Orsk Pedagogical Institute
- Active: September 8, 1937–May 27, 1998
- Location: Orsk, Russia
- Language: Russian

= Orsk Pedagogical Institute =

The Orsk State Pedagogical Institute (Орский педагогический институт) named after Taras Shevchenko is a pedagogical institution of higher education founded on 8 September 1937 and included on 27 May 1998 as part of Orenburg State University.

== History ==

On 8 September 1937, by order of the People's Commissariat for Education of the RSFSR No. 1578, a pedagogical school was founded in the city of Orsk. The term of study at the school was three years, the composition of the teaching staff consisted of sixteen teachers, the first set of students consisted of one hundred and nineteen students. In 1943, during the Great Patriotic War, the number of teachers was twenty people, the number of students was two hundred and nine students studying in two shifts.

On 1 August 1949, by Order of the Minister of Education of the RSFSR No. 479, the Orsk Teachers' Institute was established on the basis of the Pedagogical College to train teachers of secondary schools. The term of study was two years, the structure of the institute included three faculties.

On 11 April 1952, by Order of the Ministry of Education of the RSFSR No. 277, the Orsk Teachers' Institute was reorganized into the Orsk State Pedagogical Institute, consisting of two faculties: physics and mathematics and philology (for training teachers of the Russian language with the right to teach a foreign language). In 1952, the Department of Physical Education was created. In 1959, the Faculty of Pedagogy and Methods of Primary Education appeared as part of the institute, in 1962 - the Faculty of Foreign Languages, in 1982 - the Faculty of Labor Training and in 1992 - the Faculty of Preschool Pedagogy and Psychology.
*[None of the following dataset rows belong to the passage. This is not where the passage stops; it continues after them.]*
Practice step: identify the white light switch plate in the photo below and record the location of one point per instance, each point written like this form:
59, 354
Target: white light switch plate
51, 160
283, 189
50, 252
Since 1956, the Institute began to publish "Scientific Notes of the Orsk State Pedagogical Institute". In 1961, by the Decree of the Council of Ministers of the RSFSR No. 263, the Orsk State Pedagogical Institute was named after the Ukrainian poet, prose writer, thinker, ethnographer and public figure Taras Shevchenko. From 1937 to 1998, OGPI named after T. Shevchenko trained tens of thousands of teachers for primary and secondary general education schools.

On May 27, 1998, by Order of the Government of the Russian Federation No. 608-r and Order of the Ministry of Education of the Russian Federation No. 1728, T. Shevchenko OGPI was merged with the Orsk branch of the All-Union Correspondence Polytechnic Institute and the creation on their basis of the Orsk Humanitarian and Technological Institute, as a branch included in the Orenburg State University.

== Management ==
- Pavel Ivanovich Solovyov (1937-1941)
- Danil Moiseevich Skuratovsky (1941-1945)
- Pavel Alexandrovich Arkhangelsky (1945-1947)
- Sergei Petrovich Bukin (1947-1949)
- Fyodor Konstantinovich Alimov (1949-1952)
- Alexander Fedorovich Parkhomenko (1952-1962)
- Viktor Nikolaevich Yantsen (1976-1992)
- Gennady Anatolyevich Melekesov (1992-1998)

== Literature ==
- Орская городская энциклопедия / гл. ред.-сост. П. С. Коровин. — Оренбург : Южный Урал, 2007.
- Мелекесов Г. А., Янцен В. Н. Орский пединститут и образование Восточного Оренбуржья // Образование в Оренбуржье : История и современность : мат. науч.-практ. конф. 13-14 марта 1997 г. / отв. за вып. К. Ф. Волкова. — Оренбург : ОГПУ, 1997. – С. 84–85.